On 12 September 2019, GCIL signed a deal with China Railway Group Limited worth to build and lease a railway system and mining service station. The contract lasts until March 2034. The mine had not been reopened by September 2020.

==Description and production==
As of 2012, there were four main pits at Gold Ridge: Namachamata, Valehaichichi, Kupers, and Dawson, stretching about 5 km2 over a fault line. The deposits were described as "typical low sulphidation epithermal gold.

In July 2010, based on production rates at that time, the "proven and probable reserves" were estimated to be 23.3 million tonnes, at 1.73 g/t for 1.28 million ounces. This was projected to give the mine a life of at least nine years.

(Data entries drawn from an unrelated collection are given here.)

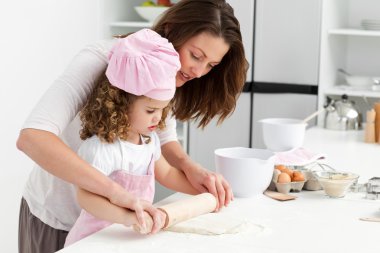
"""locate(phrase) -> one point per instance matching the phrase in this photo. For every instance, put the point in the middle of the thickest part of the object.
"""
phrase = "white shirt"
(49, 198)
(120, 155)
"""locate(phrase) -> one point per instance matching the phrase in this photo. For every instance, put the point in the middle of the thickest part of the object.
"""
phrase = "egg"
(284, 178)
(298, 176)
(276, 173)
(285, 169)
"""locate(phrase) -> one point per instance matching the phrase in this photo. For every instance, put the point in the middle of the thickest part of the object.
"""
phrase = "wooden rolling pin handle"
(369, 131)
(185, 209)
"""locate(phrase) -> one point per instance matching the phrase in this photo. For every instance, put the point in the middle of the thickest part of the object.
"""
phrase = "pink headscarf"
(144, 63)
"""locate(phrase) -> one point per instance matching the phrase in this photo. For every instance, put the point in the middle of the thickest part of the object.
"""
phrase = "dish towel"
(297, 157)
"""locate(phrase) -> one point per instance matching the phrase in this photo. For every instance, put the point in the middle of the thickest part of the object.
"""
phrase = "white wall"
(37, 40)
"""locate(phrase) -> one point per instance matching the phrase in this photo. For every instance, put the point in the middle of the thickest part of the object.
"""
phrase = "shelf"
(350, 92)
(131, 24)
(354, 32)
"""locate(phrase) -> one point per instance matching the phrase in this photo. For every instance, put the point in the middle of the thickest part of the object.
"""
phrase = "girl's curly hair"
(105, 113)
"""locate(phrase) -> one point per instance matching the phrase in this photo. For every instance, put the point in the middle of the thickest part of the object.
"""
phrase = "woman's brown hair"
(217, 92)
(105, 113)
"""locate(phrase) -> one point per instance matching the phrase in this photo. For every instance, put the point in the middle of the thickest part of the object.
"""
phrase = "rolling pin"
(186, 209)
(183, 210)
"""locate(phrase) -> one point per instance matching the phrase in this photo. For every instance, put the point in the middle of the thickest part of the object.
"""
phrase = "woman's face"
(199, 55)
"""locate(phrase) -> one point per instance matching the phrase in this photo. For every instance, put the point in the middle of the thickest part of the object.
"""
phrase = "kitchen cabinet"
(346, 45)
(287, 39)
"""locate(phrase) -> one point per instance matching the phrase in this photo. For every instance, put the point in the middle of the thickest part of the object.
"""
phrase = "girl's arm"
(52, 154)
(172, 178)
(200, 178)
(103, 209)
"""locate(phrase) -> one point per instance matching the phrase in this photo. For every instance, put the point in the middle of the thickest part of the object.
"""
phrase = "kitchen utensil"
(369, 132)
(183, 210)
(336, 183)
(373, 188)
(283, 134)
(248, 171)
(186, 209)
(279, 196)
(342, 115)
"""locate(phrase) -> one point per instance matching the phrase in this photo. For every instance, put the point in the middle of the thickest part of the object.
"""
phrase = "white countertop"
(312, 223)
(345, 150)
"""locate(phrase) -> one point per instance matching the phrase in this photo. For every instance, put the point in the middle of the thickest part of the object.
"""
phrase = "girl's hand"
(151, 226)
(122, 198)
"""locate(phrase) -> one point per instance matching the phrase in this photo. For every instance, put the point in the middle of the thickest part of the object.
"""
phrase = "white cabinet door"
(244, 12)
(287, 38)
(234, 131)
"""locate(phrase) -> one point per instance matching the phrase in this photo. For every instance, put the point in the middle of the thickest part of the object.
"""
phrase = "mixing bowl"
(335, 184)
(283, 134)
(248, 171)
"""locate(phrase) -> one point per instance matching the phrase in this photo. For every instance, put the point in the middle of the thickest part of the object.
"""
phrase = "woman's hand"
(150, 224)
(208, 181)
(200, 178)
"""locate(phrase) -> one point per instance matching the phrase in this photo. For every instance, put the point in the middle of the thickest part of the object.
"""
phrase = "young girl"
(119, 118)
(207, 37)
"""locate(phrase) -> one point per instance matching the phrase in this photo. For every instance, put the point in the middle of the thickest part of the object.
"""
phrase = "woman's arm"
(103, 209)
(52, 154)
(172, 178)
(200, 178)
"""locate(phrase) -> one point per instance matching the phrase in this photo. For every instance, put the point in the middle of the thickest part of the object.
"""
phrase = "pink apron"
(141, 186)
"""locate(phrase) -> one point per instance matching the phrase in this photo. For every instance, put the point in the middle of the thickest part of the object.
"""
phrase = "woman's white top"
(49, 198)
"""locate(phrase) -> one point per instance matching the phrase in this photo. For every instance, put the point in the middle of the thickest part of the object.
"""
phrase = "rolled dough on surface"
(216, 224)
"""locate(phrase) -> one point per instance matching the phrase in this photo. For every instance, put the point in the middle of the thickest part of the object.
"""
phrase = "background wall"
(37, 40)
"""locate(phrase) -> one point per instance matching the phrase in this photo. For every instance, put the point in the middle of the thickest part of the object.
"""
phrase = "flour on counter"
(216, 224)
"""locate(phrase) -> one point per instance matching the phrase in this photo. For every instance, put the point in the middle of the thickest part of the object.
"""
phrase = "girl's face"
(199, 55)
(144, 117)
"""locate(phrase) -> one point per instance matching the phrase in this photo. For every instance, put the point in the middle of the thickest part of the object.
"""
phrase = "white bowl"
(150, 13)
(248, 171)
(283, 134)
(335, 184)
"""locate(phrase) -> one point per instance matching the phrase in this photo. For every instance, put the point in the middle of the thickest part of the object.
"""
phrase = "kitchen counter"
(345, 150)
(309, 224)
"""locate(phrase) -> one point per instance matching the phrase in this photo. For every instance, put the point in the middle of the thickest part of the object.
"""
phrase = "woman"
(207, 37)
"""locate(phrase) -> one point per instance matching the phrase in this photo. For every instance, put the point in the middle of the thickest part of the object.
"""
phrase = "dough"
(215, 224)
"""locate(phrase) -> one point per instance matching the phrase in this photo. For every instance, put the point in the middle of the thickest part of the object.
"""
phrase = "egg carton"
(289, 187)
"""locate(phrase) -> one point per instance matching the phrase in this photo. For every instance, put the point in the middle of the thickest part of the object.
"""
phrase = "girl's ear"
(167, 30)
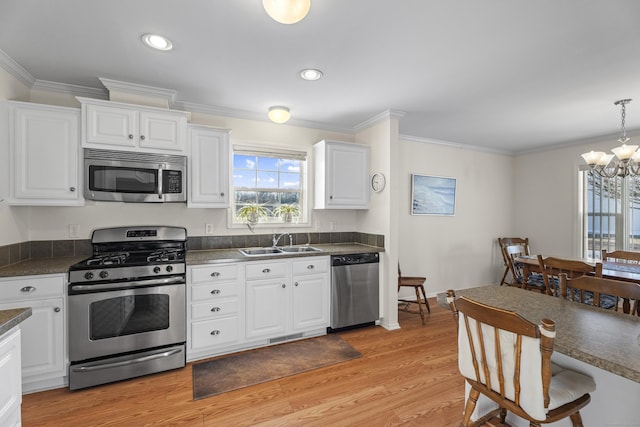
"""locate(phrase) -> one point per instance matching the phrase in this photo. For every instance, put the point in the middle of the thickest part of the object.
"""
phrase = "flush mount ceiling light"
(156, 41)
(287, 11)
(625, 159)
(279, 114)
(310, 74)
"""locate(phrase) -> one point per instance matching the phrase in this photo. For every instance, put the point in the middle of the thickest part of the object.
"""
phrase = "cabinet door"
(43, 340)
(45, 147)
(267, 308)
(347, 176)
(111, 125)
(162, 131)
(310, 302)
(208, 168)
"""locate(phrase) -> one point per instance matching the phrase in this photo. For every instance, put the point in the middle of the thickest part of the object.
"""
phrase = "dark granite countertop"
(11, 318)
(601, 338)
(194, 257)
(214, 256)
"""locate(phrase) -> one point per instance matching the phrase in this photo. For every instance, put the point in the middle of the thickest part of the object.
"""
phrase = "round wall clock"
(378, 181)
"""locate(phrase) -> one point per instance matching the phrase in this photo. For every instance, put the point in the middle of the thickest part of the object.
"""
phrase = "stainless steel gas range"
(127, 305)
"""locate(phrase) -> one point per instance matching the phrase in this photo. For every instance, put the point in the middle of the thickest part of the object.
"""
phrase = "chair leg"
(426, 301)
(470, 406)
(419, 304)
(576, 419)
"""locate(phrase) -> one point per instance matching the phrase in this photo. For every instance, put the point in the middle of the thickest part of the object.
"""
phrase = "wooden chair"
(417, 283)
(594, 289)
(551, 268)
(508, 359)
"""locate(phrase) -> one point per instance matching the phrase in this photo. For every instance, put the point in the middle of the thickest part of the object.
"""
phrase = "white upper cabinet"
(341, 175)
(208, 167)
(128, 127)
(44, 166)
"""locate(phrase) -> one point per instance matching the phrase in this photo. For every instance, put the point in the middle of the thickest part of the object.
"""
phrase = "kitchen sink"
(260, 251)
(299, 249)
(278, 251)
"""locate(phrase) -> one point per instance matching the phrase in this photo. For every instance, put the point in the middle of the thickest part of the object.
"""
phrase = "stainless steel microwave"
(120, 176)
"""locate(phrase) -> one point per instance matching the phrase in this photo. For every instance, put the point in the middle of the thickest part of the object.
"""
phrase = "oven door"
(119, 321)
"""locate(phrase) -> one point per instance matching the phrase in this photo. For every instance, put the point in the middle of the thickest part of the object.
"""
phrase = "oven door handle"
(127, 362)
(128, 285)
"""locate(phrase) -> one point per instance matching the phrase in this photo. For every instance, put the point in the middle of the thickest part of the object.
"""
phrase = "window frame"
(281, 153)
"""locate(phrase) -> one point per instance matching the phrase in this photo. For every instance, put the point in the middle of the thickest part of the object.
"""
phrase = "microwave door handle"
(160, 179)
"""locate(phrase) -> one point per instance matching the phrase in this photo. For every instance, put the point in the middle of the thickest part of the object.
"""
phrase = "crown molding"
(137, 89)
(75, 90)
(385, 115)
(16, 70)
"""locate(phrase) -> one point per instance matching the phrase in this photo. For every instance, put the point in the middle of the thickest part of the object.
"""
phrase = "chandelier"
(625, 159)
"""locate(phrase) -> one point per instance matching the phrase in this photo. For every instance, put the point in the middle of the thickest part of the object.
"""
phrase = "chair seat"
(567, 386)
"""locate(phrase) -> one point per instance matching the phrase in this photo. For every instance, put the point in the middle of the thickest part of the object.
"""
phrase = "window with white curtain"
(611, 214)
(270, 178)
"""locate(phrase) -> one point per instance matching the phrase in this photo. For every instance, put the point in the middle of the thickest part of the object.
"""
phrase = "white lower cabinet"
(237, 306)
(11, 390)
(44, 349)
(214, 309)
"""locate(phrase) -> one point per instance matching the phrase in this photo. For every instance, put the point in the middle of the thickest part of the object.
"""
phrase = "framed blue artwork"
(433, 195)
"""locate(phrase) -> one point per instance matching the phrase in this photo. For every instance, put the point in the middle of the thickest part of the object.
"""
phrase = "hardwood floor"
(406, 377)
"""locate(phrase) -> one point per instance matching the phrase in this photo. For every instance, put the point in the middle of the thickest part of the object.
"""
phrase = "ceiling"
(504, 75)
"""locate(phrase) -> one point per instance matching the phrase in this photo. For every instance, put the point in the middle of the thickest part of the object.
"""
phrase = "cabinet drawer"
(213, 291)
(31, 287)
(215, 273)
(213, 309)
(266, 270)
(214, 332)
(311, 265)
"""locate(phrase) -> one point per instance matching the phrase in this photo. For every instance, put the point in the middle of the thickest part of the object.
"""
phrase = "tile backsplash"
(11, 254)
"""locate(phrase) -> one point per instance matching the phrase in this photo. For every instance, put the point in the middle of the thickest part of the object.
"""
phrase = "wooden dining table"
(601, 343)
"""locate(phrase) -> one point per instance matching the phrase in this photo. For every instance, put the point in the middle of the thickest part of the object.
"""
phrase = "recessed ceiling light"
(310, 74)
(157, 42)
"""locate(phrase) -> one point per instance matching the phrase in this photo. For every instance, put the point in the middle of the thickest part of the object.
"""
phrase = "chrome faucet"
(275, 239)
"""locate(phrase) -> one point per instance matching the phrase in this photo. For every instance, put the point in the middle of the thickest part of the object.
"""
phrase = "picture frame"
(433, 195)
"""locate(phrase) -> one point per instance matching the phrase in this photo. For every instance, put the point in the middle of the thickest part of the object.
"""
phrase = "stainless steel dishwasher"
(355, 295)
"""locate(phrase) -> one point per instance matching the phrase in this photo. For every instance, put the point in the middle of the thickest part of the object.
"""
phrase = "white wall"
(457, 251)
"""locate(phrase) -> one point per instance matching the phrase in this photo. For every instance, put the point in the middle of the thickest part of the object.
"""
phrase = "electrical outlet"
(74, 230)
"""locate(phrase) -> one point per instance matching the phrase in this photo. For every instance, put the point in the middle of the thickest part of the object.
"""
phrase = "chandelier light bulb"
(287, 11)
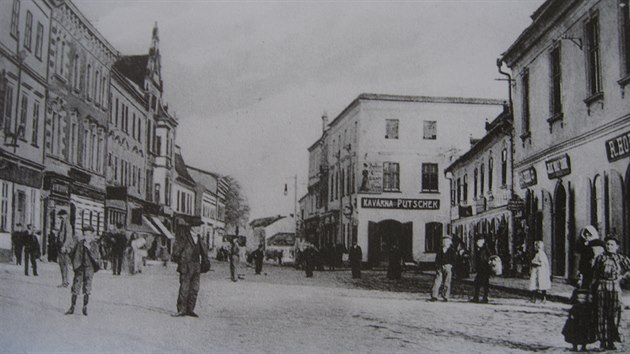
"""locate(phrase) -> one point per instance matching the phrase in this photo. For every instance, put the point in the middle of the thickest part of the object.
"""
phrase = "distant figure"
(17, 238)
(394, 266)
(32, 250)
(355, 256)
(482, 259)
(258, 255)
(540, 274)
(445, 258)
(191, 254)
(233, 256)
(85, 258)
(65, 243)
(309, 260)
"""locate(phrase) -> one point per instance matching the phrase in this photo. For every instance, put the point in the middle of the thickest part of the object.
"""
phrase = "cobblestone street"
(279, 312)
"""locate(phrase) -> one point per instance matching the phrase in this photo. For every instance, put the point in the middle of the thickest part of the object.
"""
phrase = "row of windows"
(460, 186)
(429, 129)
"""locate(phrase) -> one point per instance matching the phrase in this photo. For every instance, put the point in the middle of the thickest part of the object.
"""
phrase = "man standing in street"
(356, 256)
(65, 240)
(233, 255)
(444, 261)
(85, 260)
(119, 243)
(31, 250)
(17, 238)
(482, 265)
(191, 254)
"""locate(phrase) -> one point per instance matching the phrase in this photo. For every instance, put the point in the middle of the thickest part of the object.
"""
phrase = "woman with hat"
(608, 270)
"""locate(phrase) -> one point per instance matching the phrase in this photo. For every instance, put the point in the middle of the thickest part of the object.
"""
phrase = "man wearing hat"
(444, 261)
(191, 254)
(65, 240)
(85, 257)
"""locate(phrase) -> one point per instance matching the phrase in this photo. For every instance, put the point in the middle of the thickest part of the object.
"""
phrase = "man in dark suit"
(191, 254)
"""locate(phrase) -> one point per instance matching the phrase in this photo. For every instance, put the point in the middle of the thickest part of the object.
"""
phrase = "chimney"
(324, 122)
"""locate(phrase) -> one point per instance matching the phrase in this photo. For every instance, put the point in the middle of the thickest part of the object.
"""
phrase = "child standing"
(578, 329)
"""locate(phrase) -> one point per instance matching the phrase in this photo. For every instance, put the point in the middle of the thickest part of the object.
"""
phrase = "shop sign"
(60, 189)
(399, 203)
(371, 178)
(618, 147)
(558, 167)
(528, 177)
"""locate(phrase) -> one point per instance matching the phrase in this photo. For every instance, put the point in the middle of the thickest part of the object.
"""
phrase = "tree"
(236, 207)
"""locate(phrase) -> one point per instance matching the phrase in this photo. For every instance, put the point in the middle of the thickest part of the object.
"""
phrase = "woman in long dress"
(608, 270)
(540, 275)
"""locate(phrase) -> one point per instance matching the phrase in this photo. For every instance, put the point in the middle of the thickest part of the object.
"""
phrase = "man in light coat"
(65, 241)
(191, 254)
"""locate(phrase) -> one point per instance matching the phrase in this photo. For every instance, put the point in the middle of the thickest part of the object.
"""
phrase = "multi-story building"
(24, 40)
(206, 204)
(481, 190)
(571, 70)
(379, 177)
(77, 119)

In 2018 (although at that time the mine had been closed since mid-2014), the capacity for production was estimated at 500 kg of gold per annum.

==Ownership==
The Gold Ridge Mining Limited (GRML) is owned by Wanguo International Mining Group (70%), AXF Resources (20%) and Gold Ridge Landowners through the investment company Goldridge Communities Investment Ltd (GCIL) (10%). GRML is committed to ensuring that landowners and communities realise benefits from mine, and donates money towards schools and other social infrastructure in the area. GRML has said that it is committed to corporate responsibility and increased operational and environmental transparency, ensuring better communications than previously and allowing community participation in decisions about the mine.